In its final 18 months, the Bush Justice Department is busily trying to bring a federal death penalty prosecution to Hawai'i just to force an execution on one of the 12 remaining non-death penalty states. It seems to offend the president and his men that we abolished the death penalty here a half-century ago.

Bush's fixation with death tends to make his concerns about the harshness of Scooter Libby's sentence ring hollow, along with his assurances that Libby still faces stiff punishment with a $250,000 fine he has to pay and the damage to his professional reputation.

Right. Does anybody doubt that rich friends of the administration who raised $5 million to finance Libby's defense will see to it that his fine is paid and that he finds comfortable employment?
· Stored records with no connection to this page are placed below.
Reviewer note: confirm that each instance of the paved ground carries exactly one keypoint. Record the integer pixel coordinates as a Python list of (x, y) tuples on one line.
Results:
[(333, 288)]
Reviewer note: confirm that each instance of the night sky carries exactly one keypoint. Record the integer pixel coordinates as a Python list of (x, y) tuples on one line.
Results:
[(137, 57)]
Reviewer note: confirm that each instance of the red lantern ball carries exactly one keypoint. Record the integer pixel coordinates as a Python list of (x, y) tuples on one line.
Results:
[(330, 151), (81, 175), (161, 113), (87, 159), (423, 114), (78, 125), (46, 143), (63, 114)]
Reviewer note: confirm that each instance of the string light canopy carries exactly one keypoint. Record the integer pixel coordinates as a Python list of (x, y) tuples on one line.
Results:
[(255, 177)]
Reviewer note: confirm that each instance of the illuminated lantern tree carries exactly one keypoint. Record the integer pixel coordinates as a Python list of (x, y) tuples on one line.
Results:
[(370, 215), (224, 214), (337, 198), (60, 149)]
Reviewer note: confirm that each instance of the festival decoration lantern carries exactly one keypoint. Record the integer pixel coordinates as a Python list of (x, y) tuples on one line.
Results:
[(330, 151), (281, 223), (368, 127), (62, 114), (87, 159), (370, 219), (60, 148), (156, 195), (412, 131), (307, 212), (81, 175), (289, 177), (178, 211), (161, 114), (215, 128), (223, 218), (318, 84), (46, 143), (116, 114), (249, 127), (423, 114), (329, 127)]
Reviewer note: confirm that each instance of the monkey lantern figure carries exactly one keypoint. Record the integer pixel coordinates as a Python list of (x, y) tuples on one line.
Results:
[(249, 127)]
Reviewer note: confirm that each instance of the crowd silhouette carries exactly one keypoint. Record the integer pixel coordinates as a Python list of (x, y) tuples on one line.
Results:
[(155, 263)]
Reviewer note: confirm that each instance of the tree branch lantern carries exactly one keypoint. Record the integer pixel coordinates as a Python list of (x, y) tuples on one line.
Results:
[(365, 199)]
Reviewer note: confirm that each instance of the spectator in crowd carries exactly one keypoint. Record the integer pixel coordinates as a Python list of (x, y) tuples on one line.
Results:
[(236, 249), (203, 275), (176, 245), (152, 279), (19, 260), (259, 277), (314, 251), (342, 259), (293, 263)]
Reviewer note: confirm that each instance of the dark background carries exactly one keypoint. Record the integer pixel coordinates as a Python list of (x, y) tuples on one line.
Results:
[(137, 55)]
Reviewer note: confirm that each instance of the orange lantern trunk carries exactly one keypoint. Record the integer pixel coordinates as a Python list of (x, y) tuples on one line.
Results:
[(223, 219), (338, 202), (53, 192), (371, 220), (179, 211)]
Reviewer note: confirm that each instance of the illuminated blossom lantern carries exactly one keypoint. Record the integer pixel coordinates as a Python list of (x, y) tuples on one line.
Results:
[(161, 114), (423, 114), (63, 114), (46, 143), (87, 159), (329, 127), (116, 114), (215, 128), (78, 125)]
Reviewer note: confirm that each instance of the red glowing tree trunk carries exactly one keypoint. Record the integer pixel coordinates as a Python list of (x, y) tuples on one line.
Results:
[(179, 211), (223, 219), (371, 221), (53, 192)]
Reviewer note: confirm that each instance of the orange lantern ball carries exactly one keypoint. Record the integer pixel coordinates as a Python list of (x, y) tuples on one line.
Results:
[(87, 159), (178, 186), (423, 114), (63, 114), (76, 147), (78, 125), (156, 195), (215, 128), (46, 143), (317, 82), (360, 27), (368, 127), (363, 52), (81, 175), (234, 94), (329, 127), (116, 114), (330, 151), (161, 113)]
Besides, Bush refuses to rule out eventually granting Libby a full pardon, as his father did for the six key figures in the Iran-Contra scandal. With the commutation of Libby's prison sentence, top officials of the Bush administration are skating away without accountability for the illegal leak of the identity of CIA operative Valerie Plame, which she believes was intended to settle a political score with her husband for his criticism of Bush's Iraq policy.

Libby wasn't charged with leaking the information — only lying about the leak. Those suspected of actually sanctioning and executing the leak, including Bush political adviser Karl Rove and Deputy Secretary of State Richard Armitage, never faced charges. Bush and Cheney themselves were also questioned by the special prosecutor about their roles.

Bush diehards are no doubt sharpening their pencils by now for their usual accusations that I "hate America" because I take issue with the president's hypocrisy.

All I can tell them is that George W. Bush is not America. In fact, polls suggest that fewer than a third of Americans still regard this arrogant man who has driven us off course at home and abroad as an admirable symbol of the great things our country stands for.

That's the good, patriotic judgment I'll be celebrating when I light my Fourth of July fireworks.